Homebirth – 10 Myths About Homebirth Debunked

Homebirth - 10 Myths About Homebirth Debunked

Homebirths are growing in popularity, but still only account for a small number of Australian births each year.

Several years ago, in the state of Victoria, more babies were born before arrival at hospital (0.4%) than there were homebirths (0.3%).

With the more recent addition of government supported homebirth programs, the number of homebirths has increased.

If you’re considering a homebirth, you’ve probably noticed that everybody seems to have an opinion on where you should give birth to your baby.

As soon as the word ‘homebirth’ leaves your lips, some people will challenge your decision to have a homebirth – even telling you that their baby would have died if it would have been born at home.

While this may be true in some cases, homebirth midwives will recommend high risk babies be born in a hospital, not at home, so it likely wouldn’t have happened at all.

Many of the reasons against homebirth you’ll hear will be based on misinformation.
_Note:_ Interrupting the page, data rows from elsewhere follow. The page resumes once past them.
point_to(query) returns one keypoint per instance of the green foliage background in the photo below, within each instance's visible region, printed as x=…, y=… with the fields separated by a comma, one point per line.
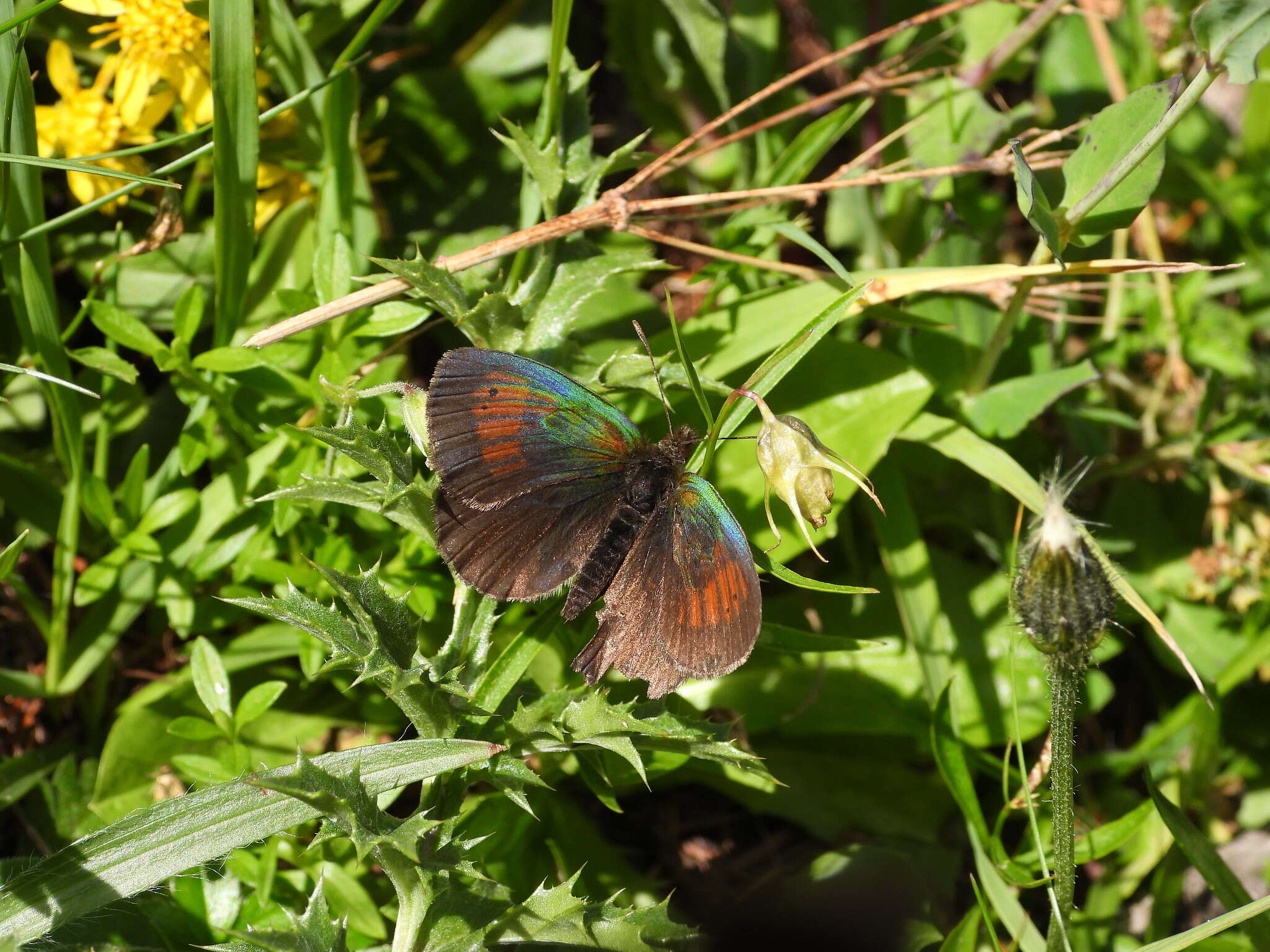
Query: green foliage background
x=228, y=557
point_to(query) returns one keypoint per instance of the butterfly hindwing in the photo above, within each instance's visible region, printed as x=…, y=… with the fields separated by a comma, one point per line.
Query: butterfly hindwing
x=685, y=602
x=502, y=427
x=525, y=549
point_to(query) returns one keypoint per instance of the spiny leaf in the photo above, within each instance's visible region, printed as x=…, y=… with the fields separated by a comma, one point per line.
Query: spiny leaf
x=376, y=450
x=427, y=281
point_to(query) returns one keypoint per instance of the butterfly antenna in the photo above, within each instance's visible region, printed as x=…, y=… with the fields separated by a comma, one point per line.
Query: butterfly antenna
x=666, y=404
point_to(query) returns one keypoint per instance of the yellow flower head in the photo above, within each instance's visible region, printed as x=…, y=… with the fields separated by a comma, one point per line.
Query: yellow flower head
x=159, y=40
x=277, y=187
x=84, y=122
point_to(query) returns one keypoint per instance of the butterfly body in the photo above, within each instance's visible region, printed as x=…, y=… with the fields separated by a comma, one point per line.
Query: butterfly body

At the end of the day, birth is a very personal event – a rite of passage – and only you can decide where you want to give birth. To help you sift through all the misinformation, here are some popular homebirth myths, debunked:

Homebirth Myth #1: It’s Only For Second Time Mums

Wrong. Plenty of women choose to give birth to their first babies at home too. One study found that just over a quarter of women who gave birth at home were having their first baby. Whilst second time mums have the added advantage of knowing what birth is like, that doesn’t mean first time mums need to miss out on the experience of a homebirth. Homebirth is a safe option for any low risk woman, regardless if it’s their first baby or not.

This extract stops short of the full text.